Qui plus est, les différents rapports du Bureau du Vérificateur Général (BVG) et de la Cour Suprême ont révélé que l’avion d’IBK qui « n’est pas pour le Mali » malgré le fait que le Trésor public s’est saigné de 20 milliards F CFA pour son acquisition.
A l’Hémicycle, le Premier ministre a disserté avec une tranquille assurance sur un dossier qu’il ne maîtrisait pas. Et cela, il s’en est rendu compte après précisément la publication du rapport du BVG.
L’autre bévue commise par Moussa Mara est sa visite précipitée à Kidal, le 17 mai dernier, et la débâcle de l’armée du 21 mai qui s’est soldée par la mort d’un nombre élevé de militaires et de policiers.
En terme de pertes en vie humaine, cette escapade mortelle de Moussa Mara est comparable à l’exécution de masse d’Aguel Hoc, une centaine de nos braves soldats faits prisonniers ayant été froidement tués par armes à feu ou éventrés à l’arme blanche par des rebelles du MNLA et du HCUA. Après cette tragédie survenue à Kidal et due à un sentiment de suffisance mal maîtrisée, le Premier ministre devait pouvoir en tirer les leçons et présenter sa démission au président de la République.

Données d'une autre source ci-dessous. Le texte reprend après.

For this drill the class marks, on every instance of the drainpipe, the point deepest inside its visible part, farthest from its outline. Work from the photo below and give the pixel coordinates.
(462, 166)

Et, en même temps, publier ladite lettre afin de ne donner aucune chance au chef de l’Etat pour ne pas l’accepter. Comme ce fut le cas avec Oumar Tatam Ly.
Voilà deux occasions que Moussa Mara a ratées pour démissionner et garder l’estime des Maliens qui s’attendaient précisément à cela.

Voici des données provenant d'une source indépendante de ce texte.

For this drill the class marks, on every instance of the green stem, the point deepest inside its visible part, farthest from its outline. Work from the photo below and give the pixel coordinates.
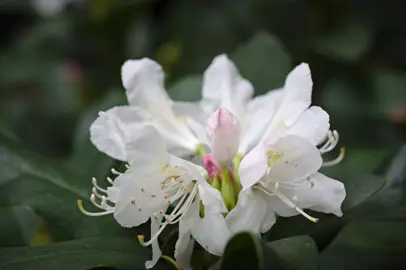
(227, 189)
(171, 261)
(200, 150)
(236, 165)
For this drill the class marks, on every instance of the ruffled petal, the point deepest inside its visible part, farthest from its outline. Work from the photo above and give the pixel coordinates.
(146, 151)
(313, 125)
(253, 166)
(224, 87)
(292, 159)
(212, 233)
(325, 196)
(260, 112)
(140, 197)
(144, 83)
(191, 109)
(114, 128)
(297, 98)
(250, 214)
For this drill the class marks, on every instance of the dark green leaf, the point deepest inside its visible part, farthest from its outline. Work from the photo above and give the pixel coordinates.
(187, 89)
(348, 42)
(368, 245)
(361, 189)
(18, 225)
(80, 254)
(52, 192)
(86, 160)
(389, 88)
(264, 62)
(243, 251)
(293, 253)
(322, 232)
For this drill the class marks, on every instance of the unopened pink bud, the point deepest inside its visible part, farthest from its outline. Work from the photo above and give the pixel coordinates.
(223, 129)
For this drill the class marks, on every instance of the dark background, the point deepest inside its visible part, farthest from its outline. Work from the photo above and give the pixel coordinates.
(59, 68)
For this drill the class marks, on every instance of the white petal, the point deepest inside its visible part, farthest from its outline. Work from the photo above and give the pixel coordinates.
(293, 158)
(298, 92)
(223, 129)
(114, 128)
(156, 251)
(253, 166)
(211, 197)
(260, 112)
(223, 86)
(144, 83)
(184, 245)
(146, 151)
(313, 125)
(139, 198)
(326, 195)
(250, 214)
(281, 208)
(191, 109)
(211, 233)
(297, 98)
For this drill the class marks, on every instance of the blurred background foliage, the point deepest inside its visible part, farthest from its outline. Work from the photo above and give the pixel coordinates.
(60, 64)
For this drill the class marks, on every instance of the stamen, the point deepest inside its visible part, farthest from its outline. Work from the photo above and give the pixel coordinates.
(288, 202)
(177, 213)
(94, 191)
(93, 200)
(91, 214)
(333, 138)
(110, 181)
(312, 219)
(94, 182)
(114, 171)
(337, 160)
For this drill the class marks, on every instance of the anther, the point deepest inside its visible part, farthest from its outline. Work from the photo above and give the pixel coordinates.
(110, 181)
(114, 171)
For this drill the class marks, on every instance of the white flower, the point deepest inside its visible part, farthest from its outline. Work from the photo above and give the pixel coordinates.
(285, 164)
(279, 131)
(287, 171)
(153, 181)
(223, 87)
(223, 130)
(148, 104)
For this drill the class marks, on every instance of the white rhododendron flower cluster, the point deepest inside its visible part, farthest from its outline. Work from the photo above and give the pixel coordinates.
(225, 164)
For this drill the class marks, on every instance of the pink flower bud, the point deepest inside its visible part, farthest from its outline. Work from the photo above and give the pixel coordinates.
(223, 129)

Dire donc qu’IBK n’a pas voulu de la démission de Moussa Mara, chaque fois qu’il a eu à la présenter, relève de l’affabulation. Le problème, c’est le président de la République lui-même qui reste sourd aux cris de détresse de son opinion publique. En continuant à garder à la tête du gouvernement un homme qui a failli sur toute la ligne. Le Mali a perdu Kidal, la misère a pris de l’ampleur, l’espoir a été tué. Vivement un nouveau Premier ministre pour apporter un sang neuf à un pays qui a perdu tous ses repères.
Mamadou FOFANA
Résistance du Premier ministre?
Selon une source crédible, le Premier ministre Moussa Mara joue à la résistance. Il aurait refusé de démissionner. Il faut avouer qu’il peut jouer sur le texte fondamental, la Constitution du 25 février 1992 qui dispose en son article 38 ceci : « Le président de la République nomme le Premier ministre. Il met fin à ses fonctions sur présentation par celui-ci de la démission du gouvernement.

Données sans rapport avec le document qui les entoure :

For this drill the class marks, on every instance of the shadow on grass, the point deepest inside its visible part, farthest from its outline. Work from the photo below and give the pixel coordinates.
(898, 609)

Sur proposition du Premier ministre, il nomme les autres membres du gouvernement et met fin à leurs fonctions ».
Le texte reste silencieux sur l’hypothèse d’un refus du chef du gouvernement de démissionner. Au fait, le chef de l’Etat n’a aucune arme immédiate pour le démettre, si ce n’est demander à sa majorité parlementaire de voter une motion de censure pour renverser le gouvernement. Une procédure qui peut prendre quelques jours…
L’on se rappelle que dans l’histoire récente du Mali, un autre Premier ministre, célèbre celui-là, a voulu jouer sur cette corde avec le président Alpha Oumar Konaré. Ce fut un certain Ibrahim Boubacar Kéita.